Diperkirakan bahwa separuh dari penderita pneumonia didapat pada kelompok umur
0-6 bulan.4
Program pemberantasan ISPA secara khusus telah dimulai sejak tahun 1984,
dengan tujuan berupaya untuk menurunkan angka kesakitan dan kematian khususnya
pada bayi dan anak balita yang disebabkan oleh ISPA,4 namun kelihatannya angka
kesakitan dan kematian tersebut masih tetap tinggi seperti yang telah dilaporkan
berdasarkan penelitian yang telah disebutkan di atas.
IV. Patogenesis
Bronkopneumonia dapat terjadi sebagai akibat inhalasi mikroba yang ada di
udara, aspirasi mikroorganisme dari nasofaring atau penyebaran dari fokus infeksi
yang jauh. Proses peradangan dapat dibagi atas 4 stadium, yaitu : 5,6,10,11,12
1. Stadium kongesti (4-12 jam pertama)
Bakteri yang memasuki paru-paru melalui saluran pernapasan masuk ke
bronkhioli dan alveoli, menimbulkan peradangan berat, menghasilkan cairan edema
yang kaya protein berupa eksudat jernih di dalam alveoli dan jaringan interstitial,
sehingga kapiler melebar dan kongesti. Di alveoli juga terdapat beberapa neutrofil
dan makrofag.
Stadium hepatisasi merah (48 jam berikutnya)

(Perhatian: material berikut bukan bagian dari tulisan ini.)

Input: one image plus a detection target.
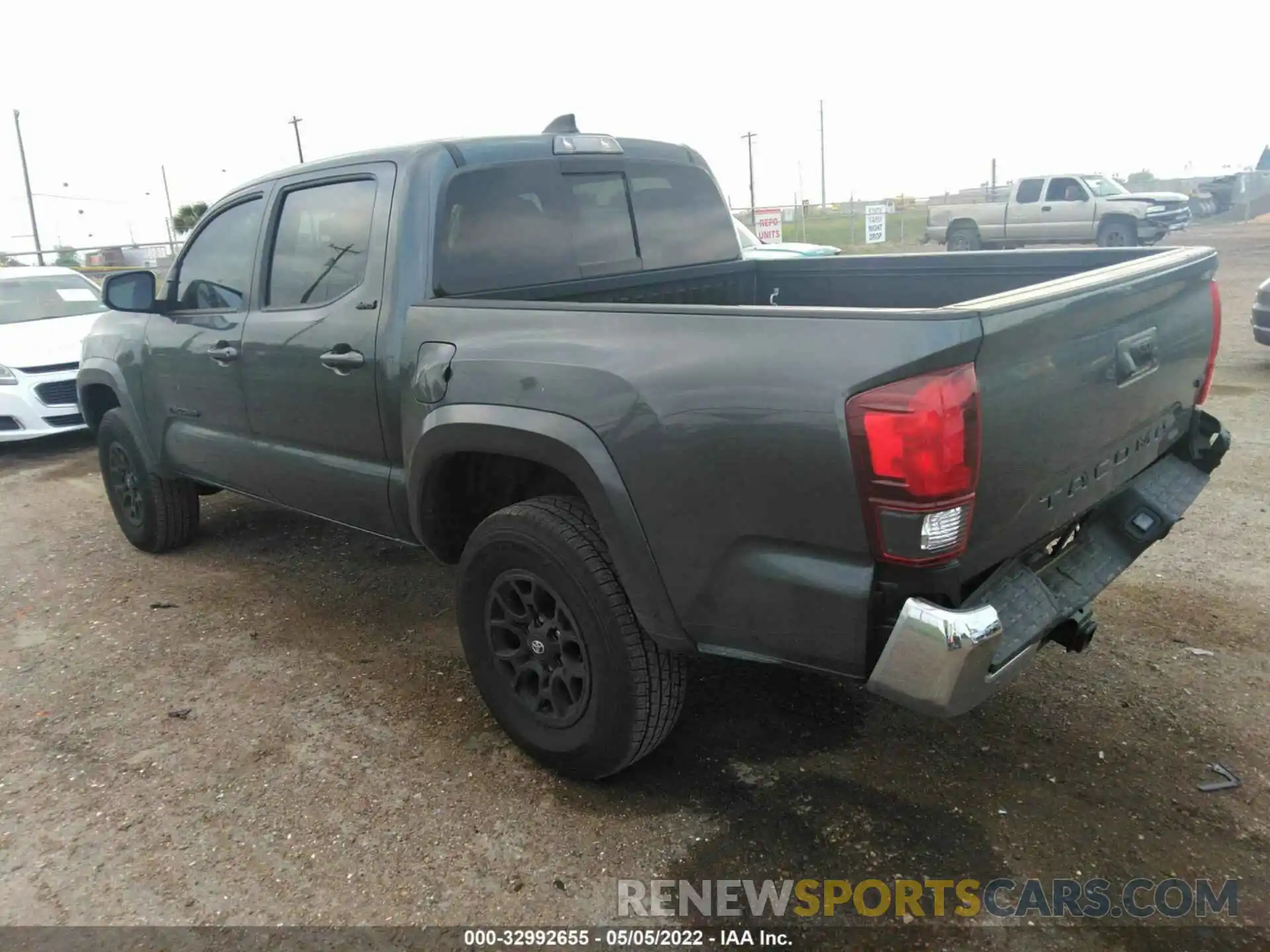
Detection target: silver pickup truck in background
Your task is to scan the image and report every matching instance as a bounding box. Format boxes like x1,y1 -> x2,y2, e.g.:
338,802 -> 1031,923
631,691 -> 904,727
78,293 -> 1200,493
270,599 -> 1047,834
926,175 -> 1191,251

Timbul akibat perembesan eritrosit dan beberapa leukosit dari kapiler paru.
Lobus dan lobulus yang terkena menjadi padat dan tidak mengandung udara, warna
menjadi merah dan pada perabaan seperti hepar, dalam alveolus di dapatkan fibrin,
leukosit neutrofil, eksudat dan banyak sekali eritrosit dan kuman, sehingga kapiler
alveoli menjadi lebar.
Stadium hepatisasi kelabu (3-8 hari)
Aliran darah menurun, alveoli penuh dengan leukosit dan fibrin serta sedikit
eritrosit. Kuman difagosit oleh leukosit, makrofag masuk ke dalam alveoli dan
menelan leukosit bersama dengan kuman di dalamnya. Permukaan pleura suram
karena diliputi oleh fibrin. Lobus masih tetap padat dan warna merah menjadi pucat
kelabu. Kapiler tidak lagi kongesti.
Stadium resolusi (7-11 hari)
Eksudat berkurang, di dalam alveolus makrofag bertambah dan leukosit
mengalami nekrosis dan degenerasi lemak. Fibrin diresorbsi dan menghilang. Secara
patologi anatomi, distribusi bercak-bercak pada bronkopneumonia tidak teratur.
Tanda-tanda bahaya dapat dilihat berdasarkan tanda-tanda klinis dan tanda- tanda
laboratoris.4
1. Tanda-tanda klinis
• Pada sistem respiratorik: takipnue, napas tak teratur (apnea), retraksi dinding thorak,
napas cuping hidung, sianosis, suara napas lemah atau hilang, grunting expiratoir dan
wheezing.
• Pada sistem cardial: takikardi, bradikardi, hipertensi, hipotensi dan cardiac arrest.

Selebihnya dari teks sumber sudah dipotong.